Vor einigen Jahren übernahm ich in einer Bündner Kirchgemeinde eine Stellvertretung für einen Pfarrkollegen. Die Gemeinde besteht aus mehreren Dörfern. Auf dem «Berg» hat es insgesamt vier Kirchen. Der Pfarrer leitete damals abwechslungsweise zwei Gottesdienste im hinteren Berg und im vorderen Berg. So kam einmal im Monat jedes Dorf in den Genuss einer Feier. Als Gast hatte ich mich zu fügen. Aber als man mich fragte, was ich von diesem Arrangement halte, hielt ich mit meiner Meinung nicht hinter dem Berg. «Wäre es nicht viel gescheiter», fragte ich, «wenn man das gottesdienstliche Leben auf die Gemeinde mit der grössten Kirche, der schönsten Orgel und der funktionierenden Heizung beschränkte?» Man könnte doch die wenigen Leute, die sich jeden Monat zu einer Minigemeinde scharen, mit einem Bus einsammeln.

 

Eine Kirchgängerin klärte mich auf: «Man geht doch nicht vom vorderen auf den hinteren Berg in die Kirche!»

 

Man hörte mir höflich zu. Aber ich sah in den Gesichtern, dass sie den Unterländer für etwas beschränkt hielten. Eine treue Kirchgängerin klärte mich auf: «Man geht doch nicht vom vorderen auf den hinteren Berg in die Kirche!»

Bergler und Städter ticken gleich

Ich wunderte mich und dachte, ich hätte es mit einem Bergphänomen zu tun. Doch das stimmt nicht. Ein holländischer Freund erzählte mir eine ähnliche Geschichte vom Friesland. Und dort ist es topfeben. Man sagt, es habe mit einem ländlichen Befinden zu tun und sei eine Alterserscheinung. So alt bin ich nicht und ich wohne in einer kleinen Grossstadt. Aber beim Gedanken, ich müsste sonntags im Nachbarquartier Gottesdienst feiern, stellt sich auch bei mir eine gewisse Unlust ein.
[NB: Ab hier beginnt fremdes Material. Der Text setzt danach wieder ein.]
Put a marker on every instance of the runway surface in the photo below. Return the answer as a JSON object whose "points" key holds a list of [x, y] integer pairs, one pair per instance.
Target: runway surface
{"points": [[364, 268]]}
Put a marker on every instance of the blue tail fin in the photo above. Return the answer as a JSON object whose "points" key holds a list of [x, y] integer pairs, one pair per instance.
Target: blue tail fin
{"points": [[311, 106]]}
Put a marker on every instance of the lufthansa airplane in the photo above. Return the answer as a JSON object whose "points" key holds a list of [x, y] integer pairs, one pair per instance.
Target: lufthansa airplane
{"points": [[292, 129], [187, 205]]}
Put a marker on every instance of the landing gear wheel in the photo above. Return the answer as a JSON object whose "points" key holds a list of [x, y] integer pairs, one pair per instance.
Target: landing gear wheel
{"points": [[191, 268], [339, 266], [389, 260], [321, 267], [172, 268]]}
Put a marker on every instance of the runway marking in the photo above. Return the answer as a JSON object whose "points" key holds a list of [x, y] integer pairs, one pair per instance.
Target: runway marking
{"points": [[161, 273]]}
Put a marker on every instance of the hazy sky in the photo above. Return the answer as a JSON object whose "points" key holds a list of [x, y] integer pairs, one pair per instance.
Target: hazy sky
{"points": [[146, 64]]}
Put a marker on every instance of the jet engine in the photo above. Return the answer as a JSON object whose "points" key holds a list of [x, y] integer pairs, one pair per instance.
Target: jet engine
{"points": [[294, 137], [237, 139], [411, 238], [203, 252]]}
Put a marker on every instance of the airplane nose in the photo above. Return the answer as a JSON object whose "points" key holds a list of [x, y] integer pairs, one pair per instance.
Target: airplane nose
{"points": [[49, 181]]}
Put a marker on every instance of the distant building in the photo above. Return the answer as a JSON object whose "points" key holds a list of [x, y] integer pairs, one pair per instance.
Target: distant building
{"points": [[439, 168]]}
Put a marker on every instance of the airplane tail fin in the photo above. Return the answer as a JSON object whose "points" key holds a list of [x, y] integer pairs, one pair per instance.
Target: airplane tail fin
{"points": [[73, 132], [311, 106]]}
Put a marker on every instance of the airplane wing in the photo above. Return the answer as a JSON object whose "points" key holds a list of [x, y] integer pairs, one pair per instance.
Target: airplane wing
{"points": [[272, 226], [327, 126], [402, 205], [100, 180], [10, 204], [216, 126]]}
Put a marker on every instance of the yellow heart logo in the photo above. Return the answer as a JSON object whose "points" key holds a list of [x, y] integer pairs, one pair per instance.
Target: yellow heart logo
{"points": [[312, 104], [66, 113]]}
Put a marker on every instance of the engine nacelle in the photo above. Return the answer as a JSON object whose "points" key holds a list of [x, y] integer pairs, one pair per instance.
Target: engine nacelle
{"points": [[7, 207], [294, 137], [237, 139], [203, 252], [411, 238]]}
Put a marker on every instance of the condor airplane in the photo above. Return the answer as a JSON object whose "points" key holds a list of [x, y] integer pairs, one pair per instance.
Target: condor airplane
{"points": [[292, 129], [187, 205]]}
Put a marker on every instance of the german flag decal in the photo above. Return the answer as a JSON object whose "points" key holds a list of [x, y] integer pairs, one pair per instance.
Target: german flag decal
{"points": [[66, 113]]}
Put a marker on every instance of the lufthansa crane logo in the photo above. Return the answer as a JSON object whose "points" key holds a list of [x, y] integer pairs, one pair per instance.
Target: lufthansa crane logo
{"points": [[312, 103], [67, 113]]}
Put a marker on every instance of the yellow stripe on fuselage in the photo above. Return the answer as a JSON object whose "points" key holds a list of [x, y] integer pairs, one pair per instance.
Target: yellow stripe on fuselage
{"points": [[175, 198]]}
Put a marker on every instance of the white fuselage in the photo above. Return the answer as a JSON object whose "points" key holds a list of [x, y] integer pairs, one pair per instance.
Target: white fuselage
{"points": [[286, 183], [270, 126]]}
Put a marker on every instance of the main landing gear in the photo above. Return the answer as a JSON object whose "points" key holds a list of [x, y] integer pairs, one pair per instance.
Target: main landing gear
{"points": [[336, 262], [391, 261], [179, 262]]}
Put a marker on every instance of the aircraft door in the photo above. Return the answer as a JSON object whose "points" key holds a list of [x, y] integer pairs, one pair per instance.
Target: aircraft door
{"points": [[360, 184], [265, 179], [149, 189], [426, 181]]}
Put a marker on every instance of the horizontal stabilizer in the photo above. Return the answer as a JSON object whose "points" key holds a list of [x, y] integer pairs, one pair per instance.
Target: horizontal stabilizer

Tatsächlich ist es erwiesen, dass Verbundenheits- und Zugehörigkeitsgefühl wichtige Faktoren des Gemeindelebens sind. Man merkt es dort, wo Gemeinden fusioniert haben und danach keine gemeinsame Kultur entstanden ist. Dass die Leute vom hinteren Berg keine Anstalten machen, auf den vorderen Berg zu kommen, ist nachvollziehbar. Gemeindechristen sind Gewohnheitstiere.

 

Die Kirche ist ihnen lieb und teuer. Sie ist das Kleinod in der strukturschwachen Landgemeinde.

 

Lässt man also besser alles beim alten? Das wäre keine nachhaltige Strategie. Denn dann überliesse man die Gemeinde den Alten. Und die werden naturgemäss immer weniger. Man könnte die Gemeinden vergrössern, die Pfarrer mehr rotieren lassen und das Angebot ausdünnen. Doch die Betreuung weit verstreuter Kleingemeinden durch eine Pfarrperson ist für diese auf Dauer aufreibend. Kurz: Wenn die Einnahmen weiter sinken und das Personal knapp ist, muss man über Alternativen nachdenken.

Es braucht einen «Sauerteig»

Ein attraktives Gemeindemodell lernte ich an einer Tagung in Norddeutschland kennen. Die ältere Dame, die es vorstellte, fing mit einem bemerkenswerten Bekenntnis an: «Wir sind hundert Leute und sind durchschnittlich siebzig Jahre alt.» Das hört sich zunächst nicht nach einer Erfolgsmeldung an. Tatsächlich aber treffen sich diese hundert Leute regelmässig zum Gottesdienst, besuchen sich gegenseitig und pflegen ein reges Gemeindeleben. Was ist ihr Geheimnis?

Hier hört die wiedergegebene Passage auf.